A car journalist drove his just-released-to-the-public A in such a brusque way, that the car performed a nice salto mortale. This happened at a press meeting where Mercedes presented its new baby, so pictures of the damaged car appeared everywhere. It was a fiasco.

The press man claimed to be conducting an "eland test". That is, driving pretty fast and then immediately make a fast turn, as if avoiding an eland (better known as moose) crossing the road.

Too bad they didn't have actual shoots of the salto itself. That's also what a couple of German press people thought, and without hesitating they tried to produce a fake salto. They made their A deliberately unstable by using tyres of different diameter, and went for a ride on an airport track, which has more friction than your usual road. They didn't get their salto, but it was real close. And, most importantly, they had sensational pictures of the event, and their tabloid fared pretty well with that. Until someone found out the truth, that is.

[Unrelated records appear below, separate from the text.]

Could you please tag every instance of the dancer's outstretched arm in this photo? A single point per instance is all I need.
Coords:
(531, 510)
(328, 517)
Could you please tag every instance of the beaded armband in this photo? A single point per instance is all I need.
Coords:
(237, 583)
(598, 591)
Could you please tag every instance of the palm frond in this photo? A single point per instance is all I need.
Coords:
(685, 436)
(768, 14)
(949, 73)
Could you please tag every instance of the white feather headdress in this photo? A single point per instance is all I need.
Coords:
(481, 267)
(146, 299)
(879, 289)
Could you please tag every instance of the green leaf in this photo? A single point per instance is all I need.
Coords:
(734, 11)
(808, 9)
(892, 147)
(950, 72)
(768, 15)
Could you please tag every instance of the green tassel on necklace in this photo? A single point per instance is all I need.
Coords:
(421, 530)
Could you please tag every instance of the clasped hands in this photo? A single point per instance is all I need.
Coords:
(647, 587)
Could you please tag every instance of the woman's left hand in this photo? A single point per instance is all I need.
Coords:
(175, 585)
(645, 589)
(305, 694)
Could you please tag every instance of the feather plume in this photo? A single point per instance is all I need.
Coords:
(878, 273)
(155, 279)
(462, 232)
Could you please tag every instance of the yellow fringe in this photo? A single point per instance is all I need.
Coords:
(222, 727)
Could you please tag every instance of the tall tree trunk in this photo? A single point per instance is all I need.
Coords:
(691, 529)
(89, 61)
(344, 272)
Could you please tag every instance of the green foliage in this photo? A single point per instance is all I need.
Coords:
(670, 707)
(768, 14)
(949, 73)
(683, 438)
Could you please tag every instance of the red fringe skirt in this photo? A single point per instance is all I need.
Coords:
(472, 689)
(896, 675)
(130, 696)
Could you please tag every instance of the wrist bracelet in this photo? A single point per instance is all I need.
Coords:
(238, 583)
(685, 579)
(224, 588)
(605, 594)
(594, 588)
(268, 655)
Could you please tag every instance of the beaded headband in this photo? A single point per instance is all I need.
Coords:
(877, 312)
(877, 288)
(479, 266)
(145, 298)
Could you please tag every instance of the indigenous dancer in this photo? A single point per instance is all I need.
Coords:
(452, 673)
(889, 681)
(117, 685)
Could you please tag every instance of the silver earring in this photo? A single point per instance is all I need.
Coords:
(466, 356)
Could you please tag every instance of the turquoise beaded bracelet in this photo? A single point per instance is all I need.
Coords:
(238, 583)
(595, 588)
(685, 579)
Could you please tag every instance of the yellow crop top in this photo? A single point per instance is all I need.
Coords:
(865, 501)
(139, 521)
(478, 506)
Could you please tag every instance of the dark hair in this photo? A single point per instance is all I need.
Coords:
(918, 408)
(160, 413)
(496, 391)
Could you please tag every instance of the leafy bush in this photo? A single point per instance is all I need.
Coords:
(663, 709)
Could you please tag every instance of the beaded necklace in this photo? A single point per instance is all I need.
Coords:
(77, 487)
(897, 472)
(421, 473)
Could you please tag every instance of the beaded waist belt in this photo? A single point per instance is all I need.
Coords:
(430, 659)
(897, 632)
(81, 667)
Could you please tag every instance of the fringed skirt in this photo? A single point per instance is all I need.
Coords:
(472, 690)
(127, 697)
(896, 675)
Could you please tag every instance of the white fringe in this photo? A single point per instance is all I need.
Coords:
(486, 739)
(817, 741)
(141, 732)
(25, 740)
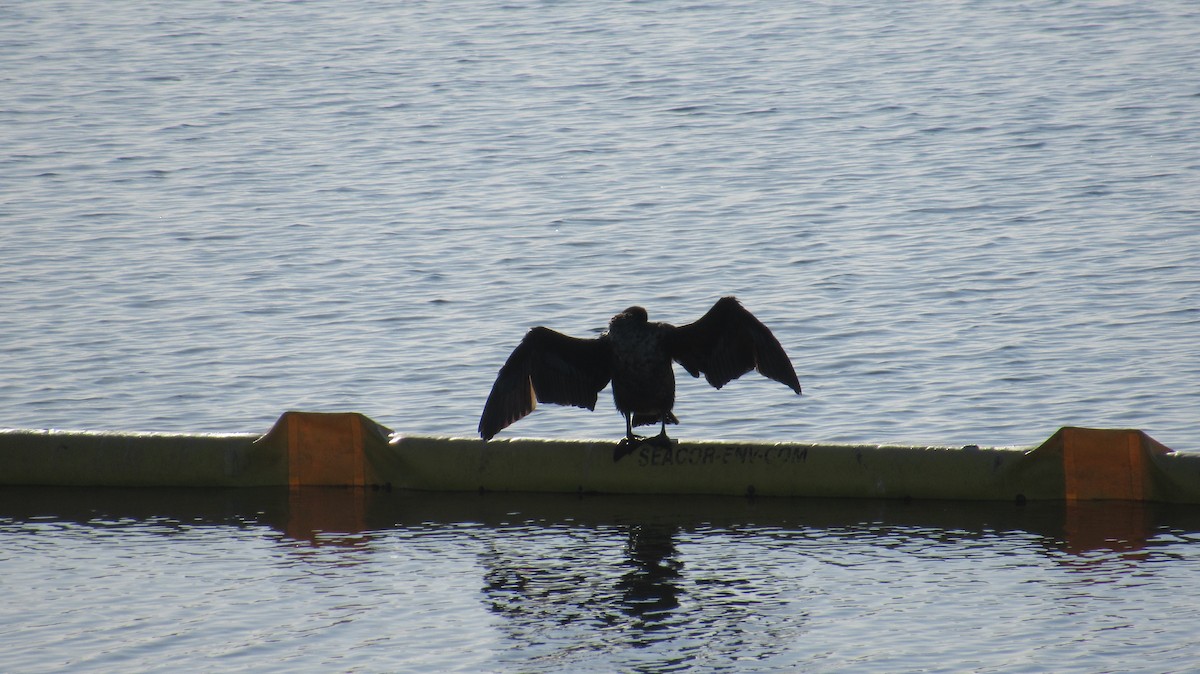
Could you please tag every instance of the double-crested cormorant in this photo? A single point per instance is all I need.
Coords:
(635, 355)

All the poor A's went back to Mercedes. The brand-with-the-star took severe measures, installing new wider tyres and an ESP on every one of the thousands of already sold As. It cost them a thing or two, but in the end it saved the ass of the A, which is now a pretty popular car in Europe.

Due to all the fuss about the Mercedes A eland test, other car makers got very frightened. That's why you won't likely see a European car being released if it can not stand an eland test at the speed at which the original A failed. For example, it is rumored that the release of the Peugeot 607 car was delayed by as much as 6 months because the original prototype failed an eland test.

Now. Unless you live in the USA or in Canada, There should be no eland / moose on your local road, so probably they meant a deer - the kind which you might get a chance to crash against when Santa is about. Sort of like that crazy driver in Wacky Wheels (/msg me his name!), who knows.

Car maker Saab performs another kind of eland tests to see how good their cars withstand a crash with such a (not an eland) crossing the road. These sporty animals are pretty heavy and they jump pretty high, so when they hit you, you are in a lot of trouble. Unless you drive a Saab, of course.